Les Québécois apprennent actuellement à connaître l’AMF. Il y trouvent des conseils, certes mais toutes leurs actions —lorsqu’il y en a— naissent d’une bureaucratie archi-tatillonne qui livre rarement la marchandise au moment où il le faudrait.

Il va falloir que l’AMF revoit ses façons de faire en profondeur parce que s’ils continuent de se prendre pour le nombril du monde tout en brillant par leur incompétence et leurs coûts d’opérations excessifs, il appartiendra aux Québécois de les stopper avant qu’il n’asphyxient tout le marché.
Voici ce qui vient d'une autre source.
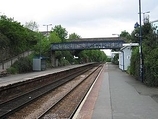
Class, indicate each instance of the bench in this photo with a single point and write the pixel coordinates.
(3, 73)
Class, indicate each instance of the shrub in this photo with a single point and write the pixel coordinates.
(23, 65)
(12, 70)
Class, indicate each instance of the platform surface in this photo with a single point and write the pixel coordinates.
(117, 95)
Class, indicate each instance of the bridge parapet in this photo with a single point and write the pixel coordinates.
(89, 43)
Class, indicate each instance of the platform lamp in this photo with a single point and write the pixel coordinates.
(47, 25)
(117, 35)
(140, 43)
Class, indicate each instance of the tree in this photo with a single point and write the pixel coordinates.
(32, 25)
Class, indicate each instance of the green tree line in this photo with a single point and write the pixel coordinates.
(16, 38)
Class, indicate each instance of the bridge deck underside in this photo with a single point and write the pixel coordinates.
(82, 45)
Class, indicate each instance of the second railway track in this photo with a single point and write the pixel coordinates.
(15, 108)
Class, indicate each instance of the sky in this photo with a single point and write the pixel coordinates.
(87, 18)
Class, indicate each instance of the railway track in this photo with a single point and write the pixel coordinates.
(11, 106)
(68, 104)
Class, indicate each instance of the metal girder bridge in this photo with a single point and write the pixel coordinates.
(89, 43)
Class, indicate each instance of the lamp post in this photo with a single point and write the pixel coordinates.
(140, 44)
(47, 27)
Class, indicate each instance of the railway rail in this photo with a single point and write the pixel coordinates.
(67, 106)
(20, 101)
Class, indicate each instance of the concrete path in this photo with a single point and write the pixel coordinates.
(120, 96)
(130, 98)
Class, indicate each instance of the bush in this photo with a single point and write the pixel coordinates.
(23, 65)
(12, 70)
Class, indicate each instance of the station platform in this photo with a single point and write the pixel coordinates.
(117, 95)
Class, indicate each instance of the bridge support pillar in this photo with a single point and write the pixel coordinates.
(53, 59)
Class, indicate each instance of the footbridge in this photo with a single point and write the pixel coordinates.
(86, 44)
(89, 43)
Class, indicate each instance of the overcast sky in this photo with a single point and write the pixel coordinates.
(87, 18)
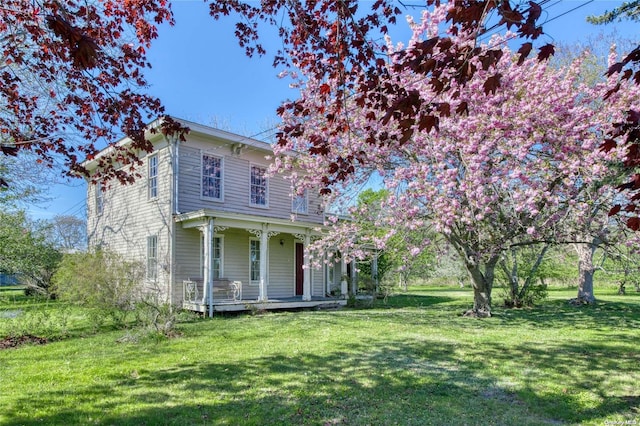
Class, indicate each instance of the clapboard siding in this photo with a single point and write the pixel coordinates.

Les dirigeants de l’AMF ne l’avoueront pas mais leur obsession pour les règles prouve qu’ils n’ont RIEN COMPRIS à la nature humaine. C’est dommage pour eux parce que cette même nature humaine risque de leur servir la monnaie de leur pièce s’ils continuent à nous prouver qu’ils ne méritent pas la confiance qu’ils exigent de nous, pour “opérer”.

Il n’est pas encore minuit moins une pour l’AMF mais à moins qu’ils ne changent complètement leur approche, ça s’enligne mal pour eux. Personne ne veut engraisser un monstre bureaucratique froid, sans âme et dont le jugement demeure très approximatif.